We see this happening in the story of Jesus’ stilling of the storm.  After a long day of teaching, Jesus gets into a boat with his disciples to cross the Sea of Galilee.  But as familiar land recedes into the horizon, the skies darken and the winds begin to howl and the waters start to churn.



And while the disciples are frantically trying to prevent their boat from sinking, Jesus is fast asleep in the stern.  In their despair, they cry out to him, “Do you not care that we are perishing?” He gets up, commands the wind to stop and the sea to be still, and then turns, and asks his followers "Why are you afraid?  Have you still no faith?"



The disciples have been following Jesus for years, but while they admire and respect him, the disciples’ do not yet understand that Jesus is God in earthly form.  They have listened to Jesus, but they have not recognized his voice as God's.  They have watched him, but they have not grasped that his actions are divine.  And the minute they hit a crisis, the disciples experience panic and frenzy rather than the centered and secure peace of God.  In the moment of their greatest need, the disciples throw overboard everything they have learned from Jesus, everything Jesus has tried to teach them, through his words and actions, about God.  



This story says a lot about his disciples – then and now – and how we fail to truly know and understand and trust in God.  Like the disciples, we get angry at God for not helping, we accuse God of not caring.  That’s what happens when we substitute knowledge about God for knowing God, for a relationship with God, substituting an intellectual understanding of our mind for a connection with God that is deeply rooted in our souls.  



When Jesus stills the storm, it catches the disciples’ attention, it wakes them up to who Jesus is -- and in listening to and learning from Jesus, they come to know God more fully, experiencing the wholeness and fulfillment and joy and transformation that comes from a relationship with God.

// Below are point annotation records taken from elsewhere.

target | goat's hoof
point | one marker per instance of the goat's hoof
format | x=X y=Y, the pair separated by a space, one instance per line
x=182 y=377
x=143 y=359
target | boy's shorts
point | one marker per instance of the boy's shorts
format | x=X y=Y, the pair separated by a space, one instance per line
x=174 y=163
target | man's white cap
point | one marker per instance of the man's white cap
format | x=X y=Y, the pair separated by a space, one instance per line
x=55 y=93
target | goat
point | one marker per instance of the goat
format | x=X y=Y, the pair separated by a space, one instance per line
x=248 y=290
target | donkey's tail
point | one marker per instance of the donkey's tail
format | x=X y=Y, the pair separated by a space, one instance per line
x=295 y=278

If you don’t yet have a relationship with God, “ordinary time” -- this season for spiritual growth -- is an invitation to do something about it.  Rather than keeping God on the sidelines or taking God’s blessings for granted or letting our faith life go into maintenance mode, this is the time to become a disciple of Christ, to learn from Jesus, to become an apprentice of the Master, to watch his methods and put them into practice, to listen to his teachings and apply them in our everyday lives.  This is the time to throw out life-as-usual, and develop a life-giving, life transforming relationship with God, who will change our lives from the inside out.



And if you ask me, that sounds anything but ordinary!  Amen.